Y al Cid tiende la mano el siniestro mendigo,

y su escarcela busca y no encuentra Rodrigo.

 

-¡Oh Cid, una limosna! -dice el precito.

-¡Hermano te ofrezco la desnuda limosna de mi mano!-

dice el Cid; y, quitando su férreo guante, extiende

la diestra al miserable, que llora y que comprende.

 

Tal es el sucedido que el Condestable escancia

como un vino precioso en su copa de Francia.

Yo agregaré este sorbo de licor castellano:

Cuando su guantelete hubo vuelto a la mano

el Cid, siguió su rumbo por la primaveral

senda. Un pájaro daba su nota de cristal

en un árbol. El cielo profundo desleía

un perfume de gracia en la gloria del día.

Las ermitas lanzaban en el aire sonoro

su melodiosa lluvia de tórtolas de oro;

el alma de las flores iba por los caminos

a unirse a la piadosa voz de los peregrinos,

y el gran Rodrigo Díaz de Vivar, satisfecho,

iba cual si llevase una estrella en el pecho.

Cuando de la campiña, aromada de esencia

sutil, salió una niña vestida de inocencia,

una niña que fuera una mujer, de franca

y angélica pupila, y muy dulce y muy blanca.

Una niña que fuera un hada, o que surgiera

encarnación de la divina Primavera.

 

Y fue al Cid y le dijo: «Alma de amor y fuego,

por Jimena y por Dios un regalo te entrego,

esta rosa naciente y este fresco laurel».

 

Y el Cid, sobre su yelmo las frescas hojas siente,

en su guante de hierro hay una flor naciente,

y en lo íntimo del alma como un dulzor de miel.

 

 

Ama tu ritmo...

 

Ama tu ritmo y ritma tus acciones

bajo su ley, así como tus versos;

eres un universo de universos

y tu alma una fuente de canciones.

 

La celeste unidad que presupones

hará brotar en ti mundos diversos,

y al resonar tus números dispersos

pitagoriza en tus constelaciones.

 

Escucha la retórica divina

del pájaro del aire y la nocturna

irradiación geométrica adivina;

 

mata la indiferencia taciturna

y engarza perla y perla cristalina

en donde la verdad vuelca su urna.

 

 

A Roosevelt

 

¡Es con voz de Biblia, o verso de Walt Whitman,

que habría que llegar hasta ti, Cazador!

¡Primitivo y moderno, sencillo y complicado,

con un algo de Washington y cuatro de Nemrod!

Eres los Estados Unidos,

eres el futuro invasor

de la América ingenua que tiene sangre indígena,

que aún reza a Jesucristo y aún habla en español.

 

Eres soberbio y fuerte ejemplar de tu raza;

eres culto, eres hábil; te opones a Tolstoy.

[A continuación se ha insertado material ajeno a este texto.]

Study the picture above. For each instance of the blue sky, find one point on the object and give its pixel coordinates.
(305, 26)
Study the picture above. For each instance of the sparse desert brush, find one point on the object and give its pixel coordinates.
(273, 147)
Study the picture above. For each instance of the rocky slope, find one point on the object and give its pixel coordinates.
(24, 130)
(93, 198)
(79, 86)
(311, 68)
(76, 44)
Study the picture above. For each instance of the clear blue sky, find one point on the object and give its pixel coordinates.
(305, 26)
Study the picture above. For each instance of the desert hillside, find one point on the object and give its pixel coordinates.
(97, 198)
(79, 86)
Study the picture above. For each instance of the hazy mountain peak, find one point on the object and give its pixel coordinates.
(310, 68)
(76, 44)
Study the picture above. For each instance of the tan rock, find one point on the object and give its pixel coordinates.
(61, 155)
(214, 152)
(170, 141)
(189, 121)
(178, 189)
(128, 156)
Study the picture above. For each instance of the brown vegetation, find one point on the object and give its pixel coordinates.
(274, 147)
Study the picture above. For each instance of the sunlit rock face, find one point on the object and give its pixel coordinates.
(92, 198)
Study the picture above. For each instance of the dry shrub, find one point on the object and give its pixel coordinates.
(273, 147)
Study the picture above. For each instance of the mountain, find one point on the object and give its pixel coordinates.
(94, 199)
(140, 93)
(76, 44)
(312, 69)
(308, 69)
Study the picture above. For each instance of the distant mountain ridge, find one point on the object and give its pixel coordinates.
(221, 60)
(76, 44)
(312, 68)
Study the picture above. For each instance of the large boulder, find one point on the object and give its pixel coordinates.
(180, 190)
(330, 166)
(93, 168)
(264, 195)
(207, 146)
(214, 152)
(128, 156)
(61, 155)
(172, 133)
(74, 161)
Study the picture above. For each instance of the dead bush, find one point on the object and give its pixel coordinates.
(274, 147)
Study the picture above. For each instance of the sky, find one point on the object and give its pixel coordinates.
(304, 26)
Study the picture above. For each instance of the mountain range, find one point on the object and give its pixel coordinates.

Y domando caballos o asesinando tigres,

eres un Alejandro-Nabucodonosor.

(Eres un profesor de energía

como dicen los locos de hoy.)

 

Crees que la vida es incendio

que el progreso es erupción;

en donde pones la bala

el porvenir pones.

No.

 

Los Estados Unidos son potentes y grandes.

Cuando ellos se estremecen hay un hondo temblor

que pasa por las vértebras enormes de los Andes.

Si clamáis se oye como el rugir del león.

Ya Hugo a Grant le dijo: Las estrellas son vuestras.

(Apenas brilla, alzándose, el argentino sol

y la estrella chilena se levanta...) Sois ricos.

Juntáis al culto de Hércules el culto de Mammón

y alumbrando el camino de la fácil conquista,

la Libertad levanta su antorcha en Nueva York.

 

Mas la América nuestra, que tenía poetas

desde los viejos tiempos de Netzahualcoyotl,

que ha guardado las huellas de los pies del gran Baco,

que el alfabeto pánico aprendió;

que consultó los astros, que conoció la Atlántida

cuyo nombre nos llega resonando en Platón,

que desde los remotos momentos de su vida

vive de luz, de fuego, de perfumes, de amor,

la América del grande Moctezuma, del Inca,

la América fragrante de Cristóbal Colón,

la América católica, la América española,

la América en que dijo el noble Guatemoc:

«Yo no estoy en un lecho de rosas»; esa América

que tiembla de huracanes y que vive de amor;

hombres de ojos sajones y alma bárbara, vive.

Y sueña. Y ama, y vibra; y es la hija del Sol.

Tened cuidado. ¡Vive la América española!,

hay mil cachorros sueltos del León Español.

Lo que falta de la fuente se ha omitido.